As part of T120171, we are moving towards separating current revision storage from those of old revisions. This task is exploring requirements and design options for old revision storage.
## Requirements
- Reasonable, predictable access latency.
- Sufficient read throughput to sustain HTML dump and research use cases.
- Reliable, low-maintenance, and cost-effective storage system.
## Design considerations
- When using Cassandra, avoid wide row and tombstone issues described in T144431.
- Revisions are extremely repetitive. We investigated efficient compression algorithms in T122028, and found that we can compress HTML revisions of an article down to 2-3% of its raw size when laying out multiple revisions in a single, multi-megabyte compression block.
- Efficient listings are optional. Access by revision is the norm.
## Update patterns
To simplify the implementation & improve performance, we would like to avoid any deletes & overwrites. To this end, one of these update strategies can be employed:
1) Store only one (the first) render per revision. In the case of the cur / old split, this means that a new render would only be stored if the current table did not return any match.
2) Store only one render per <time unit>. Checks the timestamp of the last entry for a title in the old table, and saves a new render if that timestamp is more than <time unit> in the past.
## Options
### Compression blocks and metadata table
Outline: Store up to <n> revisions for a key in a single compression block (Cassandra row) to achieve a high compression ratio. Limit compression block size to avoid wide rows in the content table.
- Add a metadata table along these lines: `key (hash) | rev | tid | count (static) | block`, with `count` being a static integer counter, and `block` being an integer identifying the compression block the actual content is stored under.

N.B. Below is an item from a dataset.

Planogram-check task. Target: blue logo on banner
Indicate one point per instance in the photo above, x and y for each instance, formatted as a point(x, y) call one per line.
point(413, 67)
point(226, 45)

- The storage table is structured as `(key | block) | rev | tid | (content)`. `(key | block)` is a composite hash key.
Write procedure:
- Read static per-key counter from metadata table. If count mod <blocksize> is zero. Target block number is <count> mod <blocksize> (config var). Store actual content in storage table, using the target block number. Add a metadata entry for the revision, recording the block number, and increment the static per-title counter (same query).
Read procedure:
- Read block number for key / rev / tid from metadata table.
- Read storage entry for key, block, rev, tid, content from content table.
Potential issues
- The metadata table will still have wide rows. However, the table is very skinny, and there are no overwrites or deletions.